By Kerry Young, CQ Roll Call

August 25, 2016 -- Federal officials on Thursday highlighted token Medicare savings as evidence of the success of alternative reimbursement tests, which are meant to lay the groundwork for a broader overhaul of how the nation's single largest purchaser of health care pays for services.

Savings rose to $466 million last year from $411 million the previous year from certain programs meant to tie Medicare payments to judgments about the quality of care, Medicare officials told CQ HealthBeat. These are the combined results of 392 accountable care organizations (ACOs) participating in Medicare's Shared Savings program and the dozen in what's known as the Pioneer Accountable Care model.

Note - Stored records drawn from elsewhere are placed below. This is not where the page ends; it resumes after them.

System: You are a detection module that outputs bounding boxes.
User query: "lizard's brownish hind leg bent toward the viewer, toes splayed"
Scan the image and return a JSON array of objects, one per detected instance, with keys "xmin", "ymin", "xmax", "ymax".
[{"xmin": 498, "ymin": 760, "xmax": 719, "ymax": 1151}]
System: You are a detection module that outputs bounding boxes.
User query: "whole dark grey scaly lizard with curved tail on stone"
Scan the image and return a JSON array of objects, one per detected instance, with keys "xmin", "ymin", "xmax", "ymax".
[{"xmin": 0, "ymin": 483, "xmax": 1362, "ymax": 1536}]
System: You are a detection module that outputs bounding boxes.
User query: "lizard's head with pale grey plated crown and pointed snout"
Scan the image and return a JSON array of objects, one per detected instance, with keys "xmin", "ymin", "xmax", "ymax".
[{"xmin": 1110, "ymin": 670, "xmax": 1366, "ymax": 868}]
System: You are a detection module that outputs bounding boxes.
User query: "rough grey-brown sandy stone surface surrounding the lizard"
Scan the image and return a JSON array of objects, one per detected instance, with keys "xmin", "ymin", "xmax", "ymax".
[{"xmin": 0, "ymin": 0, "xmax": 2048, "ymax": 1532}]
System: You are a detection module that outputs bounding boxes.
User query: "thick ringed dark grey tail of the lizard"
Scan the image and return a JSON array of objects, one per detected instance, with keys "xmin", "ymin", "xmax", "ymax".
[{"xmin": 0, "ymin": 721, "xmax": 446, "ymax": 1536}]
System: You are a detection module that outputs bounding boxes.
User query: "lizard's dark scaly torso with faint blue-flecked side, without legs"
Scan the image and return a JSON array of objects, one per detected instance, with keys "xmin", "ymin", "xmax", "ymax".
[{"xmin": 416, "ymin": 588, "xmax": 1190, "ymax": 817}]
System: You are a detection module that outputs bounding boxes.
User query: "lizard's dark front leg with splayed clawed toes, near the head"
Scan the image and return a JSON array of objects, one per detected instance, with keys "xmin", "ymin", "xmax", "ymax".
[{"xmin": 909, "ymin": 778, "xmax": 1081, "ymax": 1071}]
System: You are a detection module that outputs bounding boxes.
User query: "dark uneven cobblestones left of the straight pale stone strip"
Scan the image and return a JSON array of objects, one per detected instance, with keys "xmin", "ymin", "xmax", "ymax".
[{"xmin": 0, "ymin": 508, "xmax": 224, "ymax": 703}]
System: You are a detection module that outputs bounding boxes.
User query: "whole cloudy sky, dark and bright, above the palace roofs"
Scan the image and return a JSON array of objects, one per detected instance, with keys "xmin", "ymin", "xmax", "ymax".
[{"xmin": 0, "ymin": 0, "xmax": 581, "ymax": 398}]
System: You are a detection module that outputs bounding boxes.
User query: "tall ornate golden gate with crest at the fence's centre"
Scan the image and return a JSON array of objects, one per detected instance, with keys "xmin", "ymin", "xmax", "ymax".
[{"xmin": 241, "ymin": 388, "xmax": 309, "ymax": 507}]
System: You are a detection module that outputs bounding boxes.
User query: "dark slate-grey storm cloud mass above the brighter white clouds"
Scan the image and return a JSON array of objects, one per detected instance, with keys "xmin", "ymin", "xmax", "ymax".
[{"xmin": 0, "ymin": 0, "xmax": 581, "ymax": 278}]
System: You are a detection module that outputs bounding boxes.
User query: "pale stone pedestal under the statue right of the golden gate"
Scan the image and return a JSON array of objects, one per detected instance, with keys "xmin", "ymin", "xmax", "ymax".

Health policy analysts will parse the more detailed ACO results released Thursday, even though the savings represent only a sliver of Medicare's roughly $600 billion in annual spending. These programs are among the most advanced tests done of alternative payment models by the Centers for Medicare and Medicaid Services (CMS). The results seen to date may yield clues about how doctors and other medical professionals and health organizations will fare as Medicare increasingly ties its payments to judgments about the quality of care provided.

"CMS continues to work and partner with providers across the country to improve the way health care is delivered in the United States," said Patrick Conway, the chief medical officer and principal deputy administrator for CMS, in a statement.

The agency is in the midst of creating a new framework for assessing medical care that was mandated by last year's overhaul of Medicare physician payment (PL 114-10). CMS also is working on a new unified payment approach for what's called post-acute care, a roughly $60 billion expense for Medicare to cover services provided to people recovering after strokes and serious illnesses and surgeries.